In an October evaluation of the proposed repeal, the Legislative Analyst’s Workplace says that since counties and faculties depend on property tax income, eliminating the inheritance tax portion of Prop. 19 whereas sustaining the opposite provisions that permit seniors to switch their property taxes to new houses would trigger annual losses of between $1 billion within the early years and $2 billion yearly over time.
SPUR, a nonprofit Bay Space coverage group, had supported Prop. 19 as a strategy to “flatten wealth inequality.”
The group stated the legislation closed the “Lebowski loophole” — named after Jeffrey “the Dude” Lebowski performed by Jeff Bridges in “The Massive Lebowski.” A 2018 LA Occasions investigation discovered that when Bridges and his siblings inherited the Malibu house their dad and mom bought within the Fifties, they paid solely $5,700 a 12 months in property taxes, whereas amassing $15,000 a month in hire. The nonprofit argued that the loophole disproportionately benefited wealthier, and whiter, households which can be extra prone to personal property and cross it on to their youngsters and grandchildren.
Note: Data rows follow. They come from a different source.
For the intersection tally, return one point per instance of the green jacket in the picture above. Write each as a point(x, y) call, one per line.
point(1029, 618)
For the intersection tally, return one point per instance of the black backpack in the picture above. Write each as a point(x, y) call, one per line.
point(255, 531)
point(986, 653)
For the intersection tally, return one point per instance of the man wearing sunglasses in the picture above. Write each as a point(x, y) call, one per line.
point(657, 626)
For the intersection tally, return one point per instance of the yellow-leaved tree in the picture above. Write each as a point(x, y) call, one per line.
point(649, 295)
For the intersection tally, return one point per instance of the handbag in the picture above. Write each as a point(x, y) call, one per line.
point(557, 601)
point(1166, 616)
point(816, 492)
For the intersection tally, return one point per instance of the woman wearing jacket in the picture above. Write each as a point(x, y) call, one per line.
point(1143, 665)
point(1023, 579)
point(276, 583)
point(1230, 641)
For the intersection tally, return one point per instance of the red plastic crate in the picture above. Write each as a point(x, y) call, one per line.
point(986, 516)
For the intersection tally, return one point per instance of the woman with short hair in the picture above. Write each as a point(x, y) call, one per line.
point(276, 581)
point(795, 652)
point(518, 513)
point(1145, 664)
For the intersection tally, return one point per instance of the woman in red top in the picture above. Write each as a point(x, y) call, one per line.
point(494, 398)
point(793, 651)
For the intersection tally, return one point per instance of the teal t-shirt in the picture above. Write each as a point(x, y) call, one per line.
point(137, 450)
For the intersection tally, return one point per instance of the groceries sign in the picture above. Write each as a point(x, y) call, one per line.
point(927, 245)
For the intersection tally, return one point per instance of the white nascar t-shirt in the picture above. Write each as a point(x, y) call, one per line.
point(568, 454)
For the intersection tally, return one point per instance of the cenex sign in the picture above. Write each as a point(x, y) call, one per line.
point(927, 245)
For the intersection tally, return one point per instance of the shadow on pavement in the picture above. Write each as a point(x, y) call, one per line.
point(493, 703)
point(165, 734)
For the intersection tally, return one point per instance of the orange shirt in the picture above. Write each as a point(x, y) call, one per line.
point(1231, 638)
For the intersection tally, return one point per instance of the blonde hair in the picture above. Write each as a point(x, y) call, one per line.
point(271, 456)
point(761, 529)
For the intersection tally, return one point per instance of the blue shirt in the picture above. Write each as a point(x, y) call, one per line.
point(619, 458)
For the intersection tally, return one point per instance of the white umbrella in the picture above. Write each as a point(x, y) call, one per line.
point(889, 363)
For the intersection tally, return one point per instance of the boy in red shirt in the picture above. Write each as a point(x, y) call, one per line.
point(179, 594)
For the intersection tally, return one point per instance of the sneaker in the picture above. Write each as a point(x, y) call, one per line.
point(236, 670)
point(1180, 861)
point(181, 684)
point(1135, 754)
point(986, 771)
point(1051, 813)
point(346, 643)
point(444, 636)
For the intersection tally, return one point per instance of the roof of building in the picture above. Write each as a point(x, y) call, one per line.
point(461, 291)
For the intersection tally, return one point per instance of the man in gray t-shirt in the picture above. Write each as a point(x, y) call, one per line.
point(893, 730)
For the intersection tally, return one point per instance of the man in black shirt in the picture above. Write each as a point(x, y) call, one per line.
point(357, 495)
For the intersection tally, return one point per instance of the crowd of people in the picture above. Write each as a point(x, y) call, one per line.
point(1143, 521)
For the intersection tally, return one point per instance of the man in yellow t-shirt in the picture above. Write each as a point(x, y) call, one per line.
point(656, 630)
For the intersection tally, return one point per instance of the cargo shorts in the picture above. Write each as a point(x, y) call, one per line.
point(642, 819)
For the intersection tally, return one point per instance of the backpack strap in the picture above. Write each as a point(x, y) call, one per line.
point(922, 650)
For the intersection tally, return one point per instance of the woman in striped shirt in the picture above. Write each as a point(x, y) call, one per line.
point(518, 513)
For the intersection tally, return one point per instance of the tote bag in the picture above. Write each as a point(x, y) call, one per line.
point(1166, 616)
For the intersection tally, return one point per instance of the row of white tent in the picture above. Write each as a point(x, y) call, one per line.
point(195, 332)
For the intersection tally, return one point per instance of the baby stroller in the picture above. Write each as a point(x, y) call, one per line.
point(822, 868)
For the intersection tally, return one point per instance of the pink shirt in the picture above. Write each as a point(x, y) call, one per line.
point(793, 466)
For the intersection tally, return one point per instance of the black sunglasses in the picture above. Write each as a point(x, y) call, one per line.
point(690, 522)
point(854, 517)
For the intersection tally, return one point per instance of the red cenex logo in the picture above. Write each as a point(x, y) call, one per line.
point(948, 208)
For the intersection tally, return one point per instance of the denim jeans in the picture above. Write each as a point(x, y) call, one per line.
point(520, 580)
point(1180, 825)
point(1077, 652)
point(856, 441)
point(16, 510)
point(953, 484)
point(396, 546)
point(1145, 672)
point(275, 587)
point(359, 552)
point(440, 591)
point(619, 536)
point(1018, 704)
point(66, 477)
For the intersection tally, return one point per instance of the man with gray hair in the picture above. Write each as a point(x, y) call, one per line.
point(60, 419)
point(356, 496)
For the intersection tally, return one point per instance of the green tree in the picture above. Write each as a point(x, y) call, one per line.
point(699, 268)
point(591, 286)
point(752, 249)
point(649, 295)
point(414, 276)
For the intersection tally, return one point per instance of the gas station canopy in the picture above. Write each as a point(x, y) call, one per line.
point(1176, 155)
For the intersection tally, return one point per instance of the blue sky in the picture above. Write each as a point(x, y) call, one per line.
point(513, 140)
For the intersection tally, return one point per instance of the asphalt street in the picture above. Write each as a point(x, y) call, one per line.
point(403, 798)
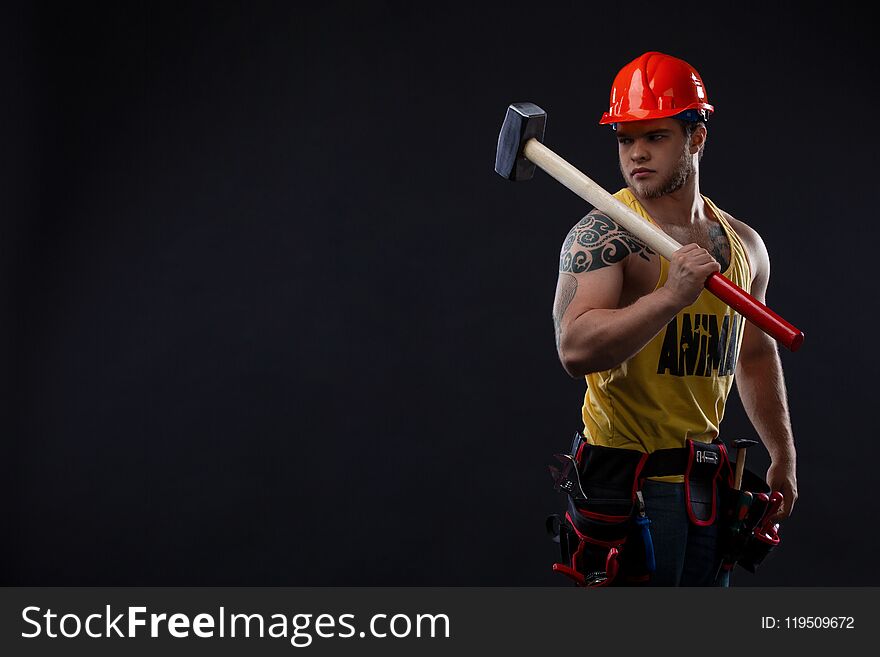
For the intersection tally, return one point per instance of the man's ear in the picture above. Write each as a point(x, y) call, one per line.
point(698, 138)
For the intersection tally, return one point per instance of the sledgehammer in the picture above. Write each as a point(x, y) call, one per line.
point(520, 150)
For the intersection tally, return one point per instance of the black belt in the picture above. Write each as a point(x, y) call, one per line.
point(666, 462)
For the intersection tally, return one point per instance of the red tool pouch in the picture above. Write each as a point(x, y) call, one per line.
point(707, 467)
point(599, 517)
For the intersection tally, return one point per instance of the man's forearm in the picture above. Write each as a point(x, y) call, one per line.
point(761, 388)
point(601, 338)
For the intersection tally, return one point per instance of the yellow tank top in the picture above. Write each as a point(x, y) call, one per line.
point(676, 386)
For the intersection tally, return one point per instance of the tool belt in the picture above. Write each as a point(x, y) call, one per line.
point(604, 535)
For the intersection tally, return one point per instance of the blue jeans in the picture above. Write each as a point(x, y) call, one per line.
point(686, 555)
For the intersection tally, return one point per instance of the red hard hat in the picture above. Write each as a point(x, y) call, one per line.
point(656, 86)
However minority households are additionally feeling the sting.
Marilyn Williams, 71, who’s Black and lives in West Oakland, stated she now fears that when she dies, her youngsters received’t be capable to preserve her house, particularly whether it is valued at a lot over the $1 million tax exclusion restrict.
“This could be the primary generational wealth in my complete household,” Williams stated. “It’s unfair. Simply when the African Individuals, what few of us there are, have one thing to cross on to our children. It’s simply me and my little technology that perhaps was in a position to attain a house, although a variety of us misplaced our houses throughout the foreclosures disaster.”
Heirs of household property who promote the first household house, together with some other properties, would definitely profit from the money windfall of the gross sales. However for the Duffys in Sunnyvale who offered their dad and mom’ house two months in the past and the Daly Metropolis siblings who run the auto physique store, they are saying that’s not what they need or their dad and mom supposed.
The Duffys held on to the household house for almost 4 years after their mom died, promoting their mom’s diamond ring and a luxurious watch from Sheri’s outdated boyfriend to make ends meet. However “the property taxes wiped me out,” Sheri stated.
They offered the household house for $2.4 million and moved out in September.
After disbursing among the proceeds to half siblings, the twins every walked away with $700,000. It’s not sufficient for both of them to purchase a house wherever near their outdated neighborhood. Her brother is shopping for an RV as a substitute. Sheri, who’s utilizing among the cash to hire a home in Morgan Hill for $3,000 a month, isn’t certain what she’s going to do subsequent.
“I don’t know what my future holds,” she stated. “I really feel misplaced.”